En nous souvenant de la catastrophe, nous devons également évoquer l'échec de la communauté internationale. Le Mémorial montre bien que le général Dallaire, commandant de la force de la Mission des Nations unies pour l'assistance au Rwanda (MINUAR), a très vite tiré la sonnette d'alarme concernant ce qui était sur le point de se passer. Toutefois, comme le mandat de la MINUAR était limité et faute de soutien pour qu'il soit élargi, la MINUAR n'a pas pu intervenir et n'a pas empêché le génocide. La communauté internationale est également coupable de ne pas avoir apporté son aide et, lors de mon allocution, j'ai demandé aux Rwandais de nous pardonner aussi. 

S'unir

Il est impossible de construire un avenir si l'on se reproche mutuellement ce qui s'est produit par le passé. Aussi difficile soit-il, il faut pardonner et repartir de l'avant. En s'appuyant sur la réconciliation et le pardon, le Rwanda a évolué de façon remarquable, à de nombreux égards, depuis le génocide.

Se renouveler

Lors de ma visite au Rwanda, j'ai été le témoin privilégié d'une extraordinaire leçon d'humanité. De nombreux sentiments et de fortes impressions m'habitent désormais. La consolidation de la paix commence par vos voisins, ceux-là mêmes avec lesquels vous avez une histoire commune, faite de cruauté et de douleur. Il n'empêche que c'est avec eux que vous devez construire votre avenir.

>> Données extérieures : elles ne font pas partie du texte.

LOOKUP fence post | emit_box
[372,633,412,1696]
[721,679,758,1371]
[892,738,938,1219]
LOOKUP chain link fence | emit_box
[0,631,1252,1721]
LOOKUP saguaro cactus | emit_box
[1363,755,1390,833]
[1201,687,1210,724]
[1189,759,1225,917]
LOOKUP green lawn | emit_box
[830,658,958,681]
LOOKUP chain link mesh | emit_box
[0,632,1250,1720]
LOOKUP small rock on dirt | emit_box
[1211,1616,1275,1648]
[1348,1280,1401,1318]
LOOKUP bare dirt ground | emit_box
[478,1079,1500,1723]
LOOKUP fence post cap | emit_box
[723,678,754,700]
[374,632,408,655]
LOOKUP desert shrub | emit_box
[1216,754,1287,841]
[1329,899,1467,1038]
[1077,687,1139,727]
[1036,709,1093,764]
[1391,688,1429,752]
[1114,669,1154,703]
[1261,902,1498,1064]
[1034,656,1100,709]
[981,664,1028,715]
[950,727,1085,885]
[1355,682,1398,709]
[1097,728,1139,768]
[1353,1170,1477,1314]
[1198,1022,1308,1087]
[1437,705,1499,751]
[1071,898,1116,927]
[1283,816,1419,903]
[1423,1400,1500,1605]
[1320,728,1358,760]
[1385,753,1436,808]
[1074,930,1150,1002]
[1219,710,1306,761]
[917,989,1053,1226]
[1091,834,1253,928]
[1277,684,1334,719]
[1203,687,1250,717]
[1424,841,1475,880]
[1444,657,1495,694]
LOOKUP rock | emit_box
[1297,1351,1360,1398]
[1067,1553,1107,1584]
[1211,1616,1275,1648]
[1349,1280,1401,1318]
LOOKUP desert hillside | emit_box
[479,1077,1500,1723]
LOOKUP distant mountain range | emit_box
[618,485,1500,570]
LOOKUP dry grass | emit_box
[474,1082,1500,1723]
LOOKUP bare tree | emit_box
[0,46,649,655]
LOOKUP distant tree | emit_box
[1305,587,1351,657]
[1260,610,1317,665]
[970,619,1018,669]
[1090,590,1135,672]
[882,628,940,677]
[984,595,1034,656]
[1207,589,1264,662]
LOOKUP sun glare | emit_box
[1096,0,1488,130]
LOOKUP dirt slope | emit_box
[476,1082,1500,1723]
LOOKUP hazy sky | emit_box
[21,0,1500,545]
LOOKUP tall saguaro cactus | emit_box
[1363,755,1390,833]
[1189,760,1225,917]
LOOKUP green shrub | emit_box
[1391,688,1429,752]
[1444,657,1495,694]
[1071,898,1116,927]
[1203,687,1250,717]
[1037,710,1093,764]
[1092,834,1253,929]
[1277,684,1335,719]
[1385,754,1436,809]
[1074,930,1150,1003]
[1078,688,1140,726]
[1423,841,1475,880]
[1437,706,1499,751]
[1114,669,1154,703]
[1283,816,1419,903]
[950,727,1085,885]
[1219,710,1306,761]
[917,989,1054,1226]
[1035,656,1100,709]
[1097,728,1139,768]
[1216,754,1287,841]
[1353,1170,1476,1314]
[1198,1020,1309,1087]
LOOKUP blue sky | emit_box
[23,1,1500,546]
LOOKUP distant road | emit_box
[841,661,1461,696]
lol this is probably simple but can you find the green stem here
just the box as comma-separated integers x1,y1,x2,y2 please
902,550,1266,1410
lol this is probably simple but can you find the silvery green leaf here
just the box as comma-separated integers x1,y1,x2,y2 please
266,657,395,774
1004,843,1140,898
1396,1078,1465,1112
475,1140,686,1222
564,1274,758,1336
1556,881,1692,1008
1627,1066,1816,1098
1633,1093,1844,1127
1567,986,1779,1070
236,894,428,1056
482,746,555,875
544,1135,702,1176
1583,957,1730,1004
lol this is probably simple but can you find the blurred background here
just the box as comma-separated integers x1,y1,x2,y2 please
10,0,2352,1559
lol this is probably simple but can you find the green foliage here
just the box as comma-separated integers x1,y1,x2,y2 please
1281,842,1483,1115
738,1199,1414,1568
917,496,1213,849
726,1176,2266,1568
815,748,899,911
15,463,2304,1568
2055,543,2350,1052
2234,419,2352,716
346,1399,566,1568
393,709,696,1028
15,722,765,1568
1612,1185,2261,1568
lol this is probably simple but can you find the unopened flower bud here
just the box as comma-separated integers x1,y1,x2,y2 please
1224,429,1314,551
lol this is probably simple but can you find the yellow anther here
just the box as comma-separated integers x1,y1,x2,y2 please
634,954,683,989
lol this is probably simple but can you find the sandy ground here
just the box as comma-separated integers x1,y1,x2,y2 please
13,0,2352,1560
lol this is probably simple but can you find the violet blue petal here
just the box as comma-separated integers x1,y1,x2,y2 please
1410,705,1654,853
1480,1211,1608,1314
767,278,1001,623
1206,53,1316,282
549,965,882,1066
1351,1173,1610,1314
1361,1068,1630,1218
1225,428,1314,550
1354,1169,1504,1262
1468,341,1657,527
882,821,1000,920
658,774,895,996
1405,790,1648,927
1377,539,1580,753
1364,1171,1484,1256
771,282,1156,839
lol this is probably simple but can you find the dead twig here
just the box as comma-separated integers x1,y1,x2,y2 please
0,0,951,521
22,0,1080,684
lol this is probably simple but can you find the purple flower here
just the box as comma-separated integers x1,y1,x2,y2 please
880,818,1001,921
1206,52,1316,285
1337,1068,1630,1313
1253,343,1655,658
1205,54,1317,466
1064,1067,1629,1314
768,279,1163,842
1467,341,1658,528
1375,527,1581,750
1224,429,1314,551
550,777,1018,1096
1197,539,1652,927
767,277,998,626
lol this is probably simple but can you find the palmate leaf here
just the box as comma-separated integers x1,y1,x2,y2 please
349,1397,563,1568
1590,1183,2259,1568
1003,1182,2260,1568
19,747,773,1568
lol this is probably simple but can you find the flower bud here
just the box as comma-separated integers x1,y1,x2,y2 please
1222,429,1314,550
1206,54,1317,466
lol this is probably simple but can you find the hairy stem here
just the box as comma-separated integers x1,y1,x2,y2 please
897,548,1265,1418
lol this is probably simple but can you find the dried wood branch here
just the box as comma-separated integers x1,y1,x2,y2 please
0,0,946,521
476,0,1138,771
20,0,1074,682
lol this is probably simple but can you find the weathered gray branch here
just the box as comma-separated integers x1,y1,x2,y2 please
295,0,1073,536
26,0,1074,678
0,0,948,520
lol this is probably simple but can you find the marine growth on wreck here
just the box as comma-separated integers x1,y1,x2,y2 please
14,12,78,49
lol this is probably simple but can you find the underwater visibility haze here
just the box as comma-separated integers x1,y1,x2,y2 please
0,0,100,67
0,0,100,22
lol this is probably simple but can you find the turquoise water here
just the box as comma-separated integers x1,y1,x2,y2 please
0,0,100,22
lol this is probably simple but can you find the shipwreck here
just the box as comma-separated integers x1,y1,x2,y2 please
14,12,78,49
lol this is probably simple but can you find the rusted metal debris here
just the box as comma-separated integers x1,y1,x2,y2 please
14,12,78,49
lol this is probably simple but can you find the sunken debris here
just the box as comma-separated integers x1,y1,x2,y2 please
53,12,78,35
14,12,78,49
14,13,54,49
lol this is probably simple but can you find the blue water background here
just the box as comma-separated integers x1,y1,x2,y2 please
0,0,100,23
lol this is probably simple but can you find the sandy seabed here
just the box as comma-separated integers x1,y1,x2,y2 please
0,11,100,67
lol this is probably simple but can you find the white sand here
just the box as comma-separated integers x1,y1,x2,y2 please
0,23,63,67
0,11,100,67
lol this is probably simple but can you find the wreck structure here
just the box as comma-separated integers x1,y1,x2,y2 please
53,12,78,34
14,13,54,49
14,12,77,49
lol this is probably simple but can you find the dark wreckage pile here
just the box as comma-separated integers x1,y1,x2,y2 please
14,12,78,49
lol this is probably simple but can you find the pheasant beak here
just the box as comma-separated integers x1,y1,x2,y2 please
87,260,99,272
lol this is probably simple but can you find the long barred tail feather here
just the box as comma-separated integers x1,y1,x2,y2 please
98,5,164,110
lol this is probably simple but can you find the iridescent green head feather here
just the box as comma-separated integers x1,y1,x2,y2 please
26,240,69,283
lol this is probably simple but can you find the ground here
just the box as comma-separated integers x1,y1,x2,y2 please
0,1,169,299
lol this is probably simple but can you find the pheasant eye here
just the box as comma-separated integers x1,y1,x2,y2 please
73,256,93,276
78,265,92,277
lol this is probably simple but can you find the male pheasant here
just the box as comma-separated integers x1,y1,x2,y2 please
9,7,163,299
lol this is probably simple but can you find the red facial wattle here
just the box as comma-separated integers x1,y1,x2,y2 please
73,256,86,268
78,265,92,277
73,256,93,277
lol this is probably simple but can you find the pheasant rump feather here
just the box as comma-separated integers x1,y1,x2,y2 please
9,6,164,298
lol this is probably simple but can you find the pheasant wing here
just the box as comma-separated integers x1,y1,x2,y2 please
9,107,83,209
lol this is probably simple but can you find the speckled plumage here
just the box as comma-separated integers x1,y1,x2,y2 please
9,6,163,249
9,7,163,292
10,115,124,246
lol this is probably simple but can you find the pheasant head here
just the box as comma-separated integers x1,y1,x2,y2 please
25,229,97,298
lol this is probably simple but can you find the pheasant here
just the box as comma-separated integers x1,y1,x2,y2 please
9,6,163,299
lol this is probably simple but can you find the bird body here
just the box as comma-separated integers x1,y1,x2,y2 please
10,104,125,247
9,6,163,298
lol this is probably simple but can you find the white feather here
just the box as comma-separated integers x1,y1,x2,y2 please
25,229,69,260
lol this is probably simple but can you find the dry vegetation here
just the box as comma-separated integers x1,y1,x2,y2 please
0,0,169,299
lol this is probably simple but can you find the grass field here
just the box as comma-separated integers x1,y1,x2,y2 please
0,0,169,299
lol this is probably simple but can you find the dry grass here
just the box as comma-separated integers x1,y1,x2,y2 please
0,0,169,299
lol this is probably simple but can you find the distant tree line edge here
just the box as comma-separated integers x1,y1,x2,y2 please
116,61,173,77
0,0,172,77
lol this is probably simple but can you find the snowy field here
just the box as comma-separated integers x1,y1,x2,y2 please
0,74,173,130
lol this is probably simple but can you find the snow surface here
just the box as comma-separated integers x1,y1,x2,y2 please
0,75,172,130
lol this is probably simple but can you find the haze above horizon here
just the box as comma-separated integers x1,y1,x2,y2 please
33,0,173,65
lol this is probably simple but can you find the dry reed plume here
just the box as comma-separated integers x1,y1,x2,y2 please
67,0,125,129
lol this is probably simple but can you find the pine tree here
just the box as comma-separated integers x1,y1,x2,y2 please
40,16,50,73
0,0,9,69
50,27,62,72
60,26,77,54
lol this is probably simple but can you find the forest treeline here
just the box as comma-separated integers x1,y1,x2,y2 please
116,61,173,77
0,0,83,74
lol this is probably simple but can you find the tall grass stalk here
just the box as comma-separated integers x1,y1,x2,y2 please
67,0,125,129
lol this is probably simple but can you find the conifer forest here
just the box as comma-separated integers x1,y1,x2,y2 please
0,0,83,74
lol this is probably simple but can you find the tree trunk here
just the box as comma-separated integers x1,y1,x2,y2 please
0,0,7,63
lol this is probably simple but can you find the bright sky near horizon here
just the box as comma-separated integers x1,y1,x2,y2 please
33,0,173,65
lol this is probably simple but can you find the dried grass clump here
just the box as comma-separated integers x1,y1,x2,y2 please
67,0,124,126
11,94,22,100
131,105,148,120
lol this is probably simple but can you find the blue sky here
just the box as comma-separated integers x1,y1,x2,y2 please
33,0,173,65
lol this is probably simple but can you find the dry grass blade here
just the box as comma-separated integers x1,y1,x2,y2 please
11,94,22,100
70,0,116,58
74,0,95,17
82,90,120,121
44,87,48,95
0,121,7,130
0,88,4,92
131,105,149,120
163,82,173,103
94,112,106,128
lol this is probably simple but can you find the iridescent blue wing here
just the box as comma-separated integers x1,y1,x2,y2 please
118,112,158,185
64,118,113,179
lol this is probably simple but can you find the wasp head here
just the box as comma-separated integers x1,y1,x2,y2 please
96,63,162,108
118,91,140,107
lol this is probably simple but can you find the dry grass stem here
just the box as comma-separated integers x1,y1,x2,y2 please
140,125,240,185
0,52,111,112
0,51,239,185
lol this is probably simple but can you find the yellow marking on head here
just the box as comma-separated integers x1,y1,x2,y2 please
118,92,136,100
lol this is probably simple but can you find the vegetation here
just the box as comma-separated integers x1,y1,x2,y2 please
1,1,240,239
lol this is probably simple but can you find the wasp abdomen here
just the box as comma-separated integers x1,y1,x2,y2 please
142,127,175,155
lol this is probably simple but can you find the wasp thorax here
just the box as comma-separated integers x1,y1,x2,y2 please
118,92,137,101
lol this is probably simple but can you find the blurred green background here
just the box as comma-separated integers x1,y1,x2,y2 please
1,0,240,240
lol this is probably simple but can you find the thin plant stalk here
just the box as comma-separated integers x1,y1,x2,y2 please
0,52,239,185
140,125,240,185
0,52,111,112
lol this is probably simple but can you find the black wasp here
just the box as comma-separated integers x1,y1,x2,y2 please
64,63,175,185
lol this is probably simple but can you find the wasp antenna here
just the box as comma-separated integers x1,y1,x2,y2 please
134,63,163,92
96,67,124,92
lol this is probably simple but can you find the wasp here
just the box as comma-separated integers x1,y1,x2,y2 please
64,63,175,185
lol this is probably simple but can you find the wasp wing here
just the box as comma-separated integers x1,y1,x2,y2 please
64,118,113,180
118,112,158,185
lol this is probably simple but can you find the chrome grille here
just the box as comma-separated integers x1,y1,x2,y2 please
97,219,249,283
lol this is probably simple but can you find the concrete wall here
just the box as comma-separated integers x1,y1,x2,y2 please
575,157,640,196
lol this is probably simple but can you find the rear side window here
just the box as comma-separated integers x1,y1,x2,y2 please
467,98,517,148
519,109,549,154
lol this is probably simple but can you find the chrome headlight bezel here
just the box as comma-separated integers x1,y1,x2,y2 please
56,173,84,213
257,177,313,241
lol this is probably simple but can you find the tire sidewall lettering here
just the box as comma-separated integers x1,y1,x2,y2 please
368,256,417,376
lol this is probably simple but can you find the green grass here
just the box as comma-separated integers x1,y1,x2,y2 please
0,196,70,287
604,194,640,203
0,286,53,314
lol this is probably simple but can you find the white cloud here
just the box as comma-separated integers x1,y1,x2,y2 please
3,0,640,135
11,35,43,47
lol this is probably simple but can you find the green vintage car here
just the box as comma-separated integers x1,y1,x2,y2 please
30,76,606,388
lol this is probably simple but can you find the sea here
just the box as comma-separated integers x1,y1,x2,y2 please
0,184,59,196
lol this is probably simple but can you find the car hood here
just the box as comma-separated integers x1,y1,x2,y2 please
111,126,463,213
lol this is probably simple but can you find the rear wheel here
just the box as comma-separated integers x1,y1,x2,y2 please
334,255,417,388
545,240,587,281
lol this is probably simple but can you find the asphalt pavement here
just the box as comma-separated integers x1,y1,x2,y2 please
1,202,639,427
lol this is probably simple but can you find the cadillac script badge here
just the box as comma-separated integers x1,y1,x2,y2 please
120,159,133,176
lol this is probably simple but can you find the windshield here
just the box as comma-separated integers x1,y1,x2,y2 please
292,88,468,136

Les résultats remarquables obtenus par le Rwanda ces dernières années témoignent avec force d'un tel renouvellement. Kwibuka, comme ils disent dans ce magnifique "pays des mille collines ".

Permettez-moi de conclure cet article en soulignant que, plus de 25 ans après le génocide, le Rwanda est non seulement en train de mener à bien son processus de réconciliation, mais il connaît aussi un développement économique positif et enregistre des progrès satisfaisants dans les domaines de la santé, de l'éducation et de la réduction de la pauvreté. Lorsque vous marchez dans les rues de Kigali, une ville magnifique en plein développement, vous ressentez l'engagement des Rwandais à continuer de construire un avenir meilleur. Pour paraphraser le président Kagame: peu importe les sommes ou les troupes que vous y consacrez, il n'y aura pas de solution sans une forte appropriation des citoyens à l'égard de la construction d'une bonne gouvernance. Et cette appropriation est perceptible dans tout le pays.